A Venezuela tem desafiado as proibições de exportação de petróleo dos EUA há anos, vendendo principalmente petróleo para a China a preços promocionais. Mas mesmo este fluxo limitado de receitas está agora ameaçado depois de os EUA terem apreendido um petroleiro com destino a Cuba.
De uma só vez, a Venezuela perdeu 1,9 milhões de barris de petróleo, de acordo com o presidente Nicolás Maduro, que denunciou um acto de “pirataria naval”. Segundo a plataforma de rastreamento de navios Marine Traffic, foram cerca de 1,1 milhão de barris.
O valor estimado do petróleo apreendido, e o que os Estados Unidos disseram querer manter, está entre 50 milhões e 100 milhões de dólares.

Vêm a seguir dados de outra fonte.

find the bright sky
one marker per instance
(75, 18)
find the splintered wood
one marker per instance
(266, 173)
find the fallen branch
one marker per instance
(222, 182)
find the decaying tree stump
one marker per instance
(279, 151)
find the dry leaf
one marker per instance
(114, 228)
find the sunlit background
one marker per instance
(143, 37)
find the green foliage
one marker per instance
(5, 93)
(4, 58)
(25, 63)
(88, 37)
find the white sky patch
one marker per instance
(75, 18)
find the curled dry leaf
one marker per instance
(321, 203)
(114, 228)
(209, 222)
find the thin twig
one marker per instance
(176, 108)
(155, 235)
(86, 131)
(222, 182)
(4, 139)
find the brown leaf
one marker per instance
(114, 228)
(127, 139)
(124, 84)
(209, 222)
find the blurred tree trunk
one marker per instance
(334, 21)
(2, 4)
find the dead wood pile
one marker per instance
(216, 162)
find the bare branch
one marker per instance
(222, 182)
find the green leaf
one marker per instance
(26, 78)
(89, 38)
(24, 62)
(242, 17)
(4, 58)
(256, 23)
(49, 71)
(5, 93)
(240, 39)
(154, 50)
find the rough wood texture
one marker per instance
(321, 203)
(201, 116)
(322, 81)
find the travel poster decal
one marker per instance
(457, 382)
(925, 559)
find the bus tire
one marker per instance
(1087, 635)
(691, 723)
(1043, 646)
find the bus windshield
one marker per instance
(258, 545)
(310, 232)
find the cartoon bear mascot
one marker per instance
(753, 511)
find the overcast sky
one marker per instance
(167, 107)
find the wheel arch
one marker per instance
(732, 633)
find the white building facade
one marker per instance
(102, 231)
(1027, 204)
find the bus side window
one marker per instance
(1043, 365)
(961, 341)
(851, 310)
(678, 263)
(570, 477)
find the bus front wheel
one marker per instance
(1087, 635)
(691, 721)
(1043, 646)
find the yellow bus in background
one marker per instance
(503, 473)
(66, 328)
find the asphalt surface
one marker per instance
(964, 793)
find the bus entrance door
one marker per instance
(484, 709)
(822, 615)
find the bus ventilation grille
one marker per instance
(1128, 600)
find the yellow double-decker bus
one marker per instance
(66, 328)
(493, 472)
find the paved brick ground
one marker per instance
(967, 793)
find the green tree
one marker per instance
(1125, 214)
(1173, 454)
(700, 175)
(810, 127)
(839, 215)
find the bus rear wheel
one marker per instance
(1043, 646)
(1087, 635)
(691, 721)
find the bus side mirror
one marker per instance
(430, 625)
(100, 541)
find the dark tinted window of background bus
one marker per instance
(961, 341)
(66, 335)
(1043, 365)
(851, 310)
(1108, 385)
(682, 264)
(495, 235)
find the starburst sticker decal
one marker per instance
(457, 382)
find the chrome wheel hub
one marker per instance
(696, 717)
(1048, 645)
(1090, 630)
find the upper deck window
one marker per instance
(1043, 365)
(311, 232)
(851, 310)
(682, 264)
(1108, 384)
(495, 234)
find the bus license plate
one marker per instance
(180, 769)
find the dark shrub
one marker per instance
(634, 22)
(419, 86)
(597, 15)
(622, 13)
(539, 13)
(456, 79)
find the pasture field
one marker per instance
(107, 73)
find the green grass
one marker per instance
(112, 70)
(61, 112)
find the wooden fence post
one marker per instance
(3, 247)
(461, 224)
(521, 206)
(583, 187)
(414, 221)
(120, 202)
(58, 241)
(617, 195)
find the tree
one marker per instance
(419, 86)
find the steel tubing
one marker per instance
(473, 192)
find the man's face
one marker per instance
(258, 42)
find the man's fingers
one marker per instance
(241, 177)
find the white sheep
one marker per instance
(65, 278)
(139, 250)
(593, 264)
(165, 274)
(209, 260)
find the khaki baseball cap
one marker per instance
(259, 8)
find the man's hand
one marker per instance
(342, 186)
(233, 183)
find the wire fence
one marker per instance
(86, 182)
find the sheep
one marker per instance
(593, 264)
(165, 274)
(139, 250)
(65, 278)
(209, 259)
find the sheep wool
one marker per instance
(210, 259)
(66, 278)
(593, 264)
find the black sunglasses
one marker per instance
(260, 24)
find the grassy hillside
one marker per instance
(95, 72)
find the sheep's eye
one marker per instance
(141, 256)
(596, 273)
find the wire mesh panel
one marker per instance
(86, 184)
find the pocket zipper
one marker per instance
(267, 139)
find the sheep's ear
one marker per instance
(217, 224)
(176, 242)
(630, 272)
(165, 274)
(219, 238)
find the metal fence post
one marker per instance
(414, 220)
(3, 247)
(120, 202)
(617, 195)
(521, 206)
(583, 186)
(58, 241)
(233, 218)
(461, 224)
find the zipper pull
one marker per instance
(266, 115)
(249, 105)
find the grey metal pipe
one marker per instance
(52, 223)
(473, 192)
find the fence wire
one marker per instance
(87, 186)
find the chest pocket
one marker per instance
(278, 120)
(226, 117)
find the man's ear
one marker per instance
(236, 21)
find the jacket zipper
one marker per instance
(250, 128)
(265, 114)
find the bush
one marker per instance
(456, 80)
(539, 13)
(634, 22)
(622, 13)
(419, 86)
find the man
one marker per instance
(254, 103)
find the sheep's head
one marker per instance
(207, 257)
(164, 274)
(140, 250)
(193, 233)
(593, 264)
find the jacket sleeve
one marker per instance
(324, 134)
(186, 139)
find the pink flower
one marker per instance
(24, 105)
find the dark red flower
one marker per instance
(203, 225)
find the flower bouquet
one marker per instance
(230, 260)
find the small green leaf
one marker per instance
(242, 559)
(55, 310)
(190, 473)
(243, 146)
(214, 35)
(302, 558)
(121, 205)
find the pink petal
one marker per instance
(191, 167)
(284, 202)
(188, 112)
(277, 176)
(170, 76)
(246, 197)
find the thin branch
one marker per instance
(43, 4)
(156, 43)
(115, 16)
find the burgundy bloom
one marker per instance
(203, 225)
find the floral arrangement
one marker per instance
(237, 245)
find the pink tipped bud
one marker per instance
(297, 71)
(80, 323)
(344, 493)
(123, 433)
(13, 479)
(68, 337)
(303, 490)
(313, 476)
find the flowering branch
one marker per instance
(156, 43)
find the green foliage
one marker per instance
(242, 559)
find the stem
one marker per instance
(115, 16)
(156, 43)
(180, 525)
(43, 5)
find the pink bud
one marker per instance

Os chamados petroleiros “fantasmas” da Venezuela permaneceram até agora intocados, apesar da forte presença naval dos EUA nas Caraíbas desde Setembro.
Numa ação de acompanhamento na quinta-feira, o Tesouro dos EUA anunciou sanções a seis empresas que, segundo ele, transportavam petróleo do país sul-americano e designou seis navios como “ativos bloqueados”.
Francisco Monaldi, do Baker Institute, um think tank com sede em Houston, disse à AFP que tal medida “assustaria as frotas do mercado negro na Venezuela. Aumentaria o prémio de risco e, portanto, o desconto… (para os compradores), o que seria muito acentuado”.
Maduro afirma que o destacamento militar massivo dos EUA a uma distância de ataque do seu país faz parte de um plano para derrubá-lo e “roubar” grande parte do petróleo da Venezuela sob o pretexto de uma campanha antinarcóticos.
Atingir um navio que transporta o único produto valioso da Venezuela poderia realmente prejudicar a sorte política de Maduro.
“Se o petróleo não for exportado, isso afetará o mercado cambial, as importações do país… poderá haver uma crise económica”, disse à AFP Elias Ferrer, da consultora venezuelana Orinoco Research.
“Não apenas uma recessão, mas escassez de alimentos e medicamentos, porque não podemos importar.”
– mercado negro –
De acordo com a Organização dos Países Exportadores de Petróleo (OPEP), estima-se que a Venezuela tenha cerca de 303 mil milhões de barris de reservas de petróleo – mais do que qualquer outro país.
Mas anos de má gestão e corrupção fizeram com que a produção caísse de um pico de 3 milhões de barris por dia (bpd) no início da década de 2000 para um mínimo histórico de 350.000 bpd em 2020.
De volta ao caminho para atingir um milhão de bpd este ano, os analistas dizem que será difícil aumentar a produção além disso devido à escassez de divisas necessárias para melhorar a infra-estrutura.
Caracas enfrenta um regime de sanções económicas e um embargo petrolífero dos EUA desde 2019, que deveria ser reforçado em 2025.